Can someone point me to an article concerning the "inversion" of formulas?
closed as not a real question by Andres Caicedo, Andreas Blass, Pete L. Clark, Franz Lemmermeyer, Andy Putman Apr 18 '11 at 0:01It's difficult to tell what is being asked here. This question is ambiguous, vague, incomplete, overly broad, or rhetorical and cannot be reasonably answered in its current form. For help clarifying this question so that it can be reopened, visit the help center. If this question can be reworded to fit the rules in the help center, please edit the question. 

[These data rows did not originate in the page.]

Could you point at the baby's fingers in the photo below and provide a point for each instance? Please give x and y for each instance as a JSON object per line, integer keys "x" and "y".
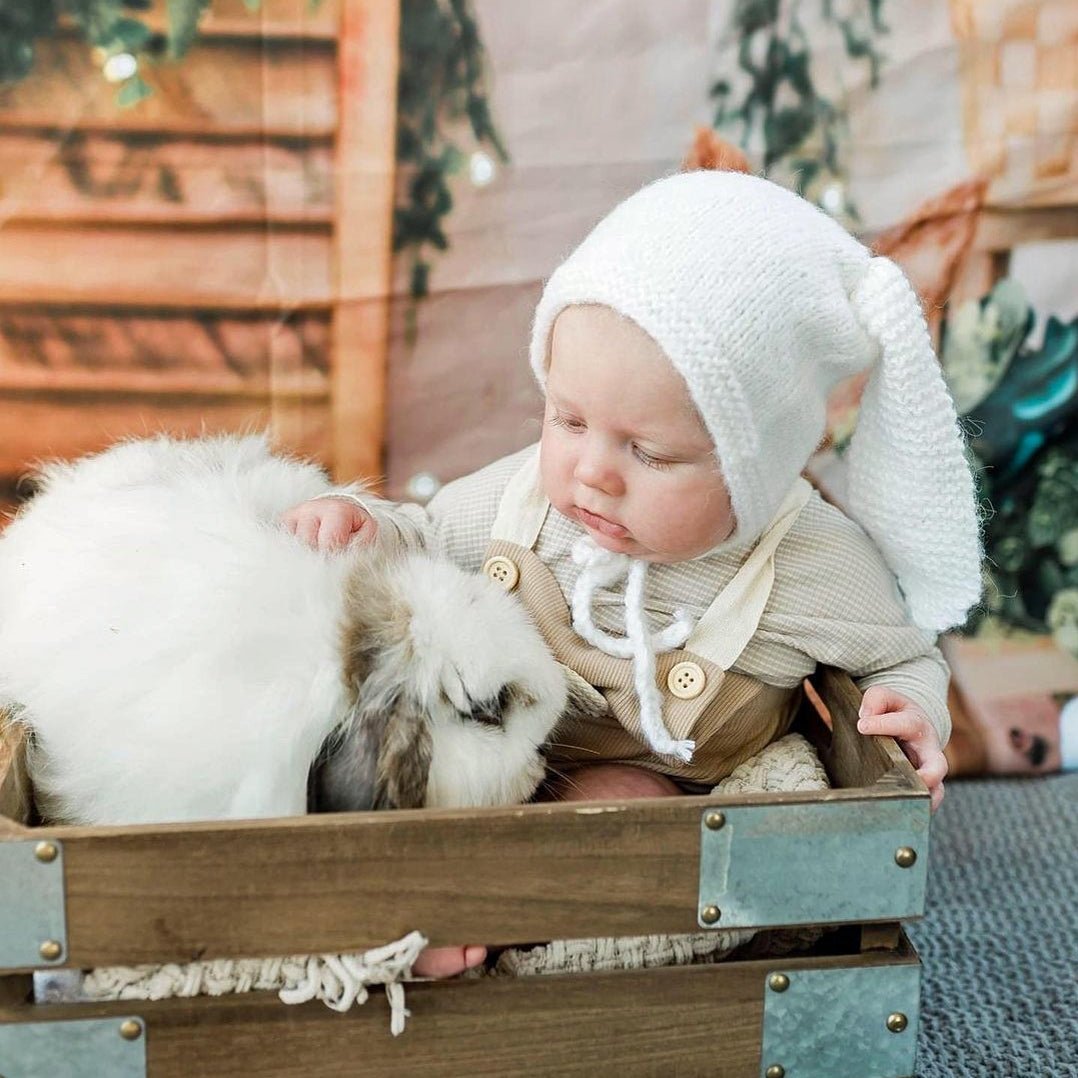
{"x": 934, "y": 771}
{"x": 904, "y": 726}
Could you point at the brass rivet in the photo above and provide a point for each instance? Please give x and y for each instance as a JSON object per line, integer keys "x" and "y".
{"x": 45, "y": 852}
{"x": 50, "y": 950}
{"x": 709, "y": 914}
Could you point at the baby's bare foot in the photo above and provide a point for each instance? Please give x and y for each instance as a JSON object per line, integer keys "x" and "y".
{"x": 447, "y": 961}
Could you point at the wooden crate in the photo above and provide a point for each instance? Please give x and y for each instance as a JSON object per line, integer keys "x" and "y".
{"x": 505, "y": 876}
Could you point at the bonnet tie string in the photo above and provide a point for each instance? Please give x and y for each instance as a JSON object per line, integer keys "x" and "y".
{"x": 603, "y": 568}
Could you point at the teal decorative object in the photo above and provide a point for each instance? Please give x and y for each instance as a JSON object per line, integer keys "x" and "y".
{"x": 1020, "y": 406}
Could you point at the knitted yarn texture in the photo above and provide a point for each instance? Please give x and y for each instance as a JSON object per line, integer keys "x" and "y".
{"x": 763, "y": 304}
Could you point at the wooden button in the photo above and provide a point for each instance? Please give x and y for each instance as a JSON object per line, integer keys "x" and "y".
{"x": 686, "y": 680}
{"x": 502, "y": 570}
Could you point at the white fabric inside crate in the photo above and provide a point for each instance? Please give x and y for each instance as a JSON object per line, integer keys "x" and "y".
{"x": 343, "y": 981}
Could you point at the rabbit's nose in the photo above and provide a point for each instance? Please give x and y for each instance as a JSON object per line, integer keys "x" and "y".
{"x": 489, "y": 713}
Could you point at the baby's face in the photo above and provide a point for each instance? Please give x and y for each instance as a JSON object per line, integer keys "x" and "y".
{"x": 623, "y": 452}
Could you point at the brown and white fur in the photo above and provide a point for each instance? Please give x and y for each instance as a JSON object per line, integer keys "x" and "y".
{"x": 177, "y": 654}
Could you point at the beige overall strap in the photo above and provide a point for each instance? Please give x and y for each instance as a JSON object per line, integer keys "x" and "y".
{"x": 730, "y": 622}
{"x": 523, "y": 507}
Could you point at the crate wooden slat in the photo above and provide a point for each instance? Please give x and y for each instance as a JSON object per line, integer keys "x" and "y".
{"x": 319, "y": 884}
{"x": 689, "y": 1021}
{"x": 245, "y": 90}
{"x": 130, "y": 177}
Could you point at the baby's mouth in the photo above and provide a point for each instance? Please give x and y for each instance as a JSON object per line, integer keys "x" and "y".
{"x": 600, "y": 524}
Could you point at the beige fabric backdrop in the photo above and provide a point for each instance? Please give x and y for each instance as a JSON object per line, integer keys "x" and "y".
{"x": 595, "y": 99}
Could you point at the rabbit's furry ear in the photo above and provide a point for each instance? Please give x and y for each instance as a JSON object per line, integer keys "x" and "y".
{"x": 583, "y": 701}
{"x": 375, "y": 761}
{"x": 404, "y": 759}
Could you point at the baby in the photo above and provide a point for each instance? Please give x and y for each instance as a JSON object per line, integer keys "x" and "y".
{"x": 661, "y": 534}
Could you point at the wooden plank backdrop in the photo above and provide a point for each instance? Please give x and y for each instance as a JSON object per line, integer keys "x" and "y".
{"x": 216, "y": 258}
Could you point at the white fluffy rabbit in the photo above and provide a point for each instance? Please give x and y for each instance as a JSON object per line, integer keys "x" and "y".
{"x": 179, "y": 655}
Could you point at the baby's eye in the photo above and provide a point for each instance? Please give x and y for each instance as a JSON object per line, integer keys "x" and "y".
{"x": 569, "y": 423}
{"x": 647, "y": 458}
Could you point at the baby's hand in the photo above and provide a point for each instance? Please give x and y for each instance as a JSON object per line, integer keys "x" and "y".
{"x": 329, "y": 524}
{"x": 885, "y": 712}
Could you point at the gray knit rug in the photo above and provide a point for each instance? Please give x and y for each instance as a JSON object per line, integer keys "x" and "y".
{"x": 998, "y": 940}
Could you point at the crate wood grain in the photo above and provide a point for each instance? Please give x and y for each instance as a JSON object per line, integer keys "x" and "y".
{"x": 688, "y": 1021}
{"x": 318, "y": 884}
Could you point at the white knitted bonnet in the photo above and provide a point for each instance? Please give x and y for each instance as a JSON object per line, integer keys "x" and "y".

Although the question mentions inversion of formulas and the comment mentions inversion of an operation ("or"), the example leads me to guess that the proposer actually wants neither of these but rather to invert elements of some algebraic structure, probably Boolean algebras. In case my guess is correct, let me point out that, for any element $a$ in a Boolean algebra, all of the following are equivalent: (1) invert $a$ with respect to "and", i.e., adjoin $y$ such that $a\wedge y=1$, (2) invert $\neg a$ with respect to "or", i.e., adjoin $z$ such that $(\neg a)\vee z=0$, (3) identify $a$ with 1, (4) identify $\neg a$ with 0. As a result, localization (in the sense of inverting an element) amounts to forming a quotient Boolean algebra (dividing by the ideal generated by $\neg a$ or equivalently dividing by the filter generated by $a$). If, on the other hand, my guess about the intended question is wrong, then I'd like to see the intended question formulated clearly. To encourage that, I'll vote to close the present form of the question.